Background: I have very little intuition about category theory but I’m trying to understand the motivation behind it.

Wikipedia states:

In mathematics, a topos [...] is a category that behaves like the category of sheaves of sets on a topological space (or more generally: on a site). Topoi behave much like the category of sets and possess a notion of localization; they are in a sense a generalization of point-set topology.

Moreover, this video explains that a topos is a “mathematical universe” within which one can do math. I interpret this as saying that different topoi are “foundations of mathematics”. Perhaps the category of sets is an example of such a topos?

I am confused by this: topology is a specific mathematical theory, whereas set theory can be seen as a foundation of mathematics.
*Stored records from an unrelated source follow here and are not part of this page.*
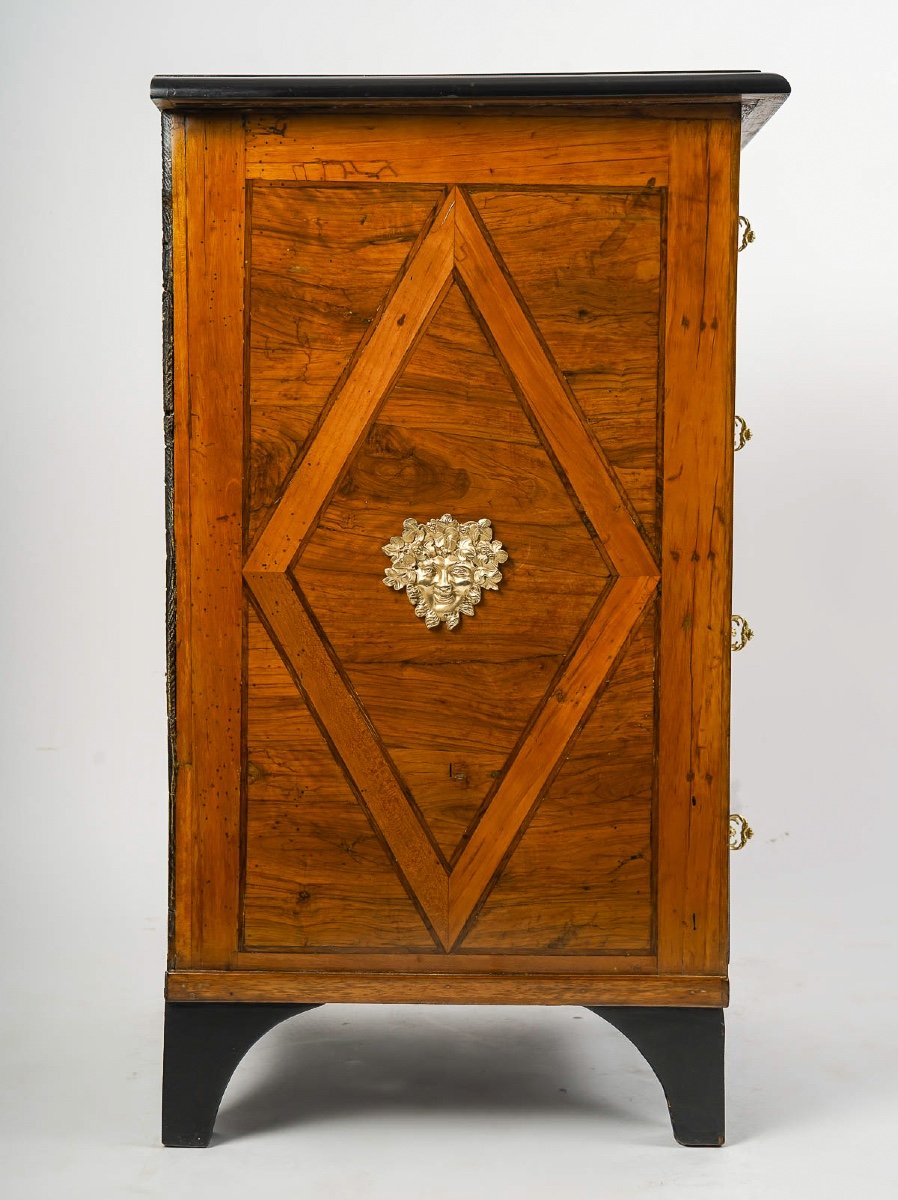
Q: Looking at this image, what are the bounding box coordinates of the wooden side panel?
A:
[658,121,738,974]
[238,611,433,952]
[294,286,609,859]
[246,112,669,187]
[247,182,442,539]
[173,115,245,967]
It seems to me that set theory is far more general than topology, so I don’t understand why the structure of topology would be usable as a “mathematical universe” within which things like groups and linear algebra can be understood.

• It's more like set theory than topology (in my limited experience). Maybe someone more informed than I am would disagree. – Shaun Dec 29 '18 at 7:18
• Since topology induces a Heyting algebra which is more general from logical point of view then Boolean algebra which are induced from set theory. – Evgeny Kuznetsov Dec 29 '18 at 7:37

Imagine that a statement in the language of your set theory could have value an open set of a given topological space, $$X$$. In what way would the logic behind your set theory be different from the bog-standard 2 valued logic. For instance, an ordinary statement like 'the real valued function $$f$$ is non-zero', is either true or false, but we could also assign an open subset of $$\mathbb{R}$$ to $$f$$, namely the set of points at which $$f(x)$$ is not zero and that is a better measure of the truth of the statment that $$f$$ is not zero. In that case the set of truth values would quite naturally be $$Open(\mathbb{R})$$. (The topos here would be that of sheaves on $$\mathbb{R}$$.)
You might wonder how to do logic with such truth values but the union and intersection in $$Open(\mathbb{R})$$ allows on to form an elementary analogue of, for instance truth tables (or analogues of more abstract and powerful ways of viewing the logic). Have a look at Steve Vickers little book: Topology via logic for some very nice and intuitive aspects of this approach in a Computer Science setting. This is quite general provided you replace spaces by locales or Heyting algebras, which are an abstraction of the open set lattices of spaces.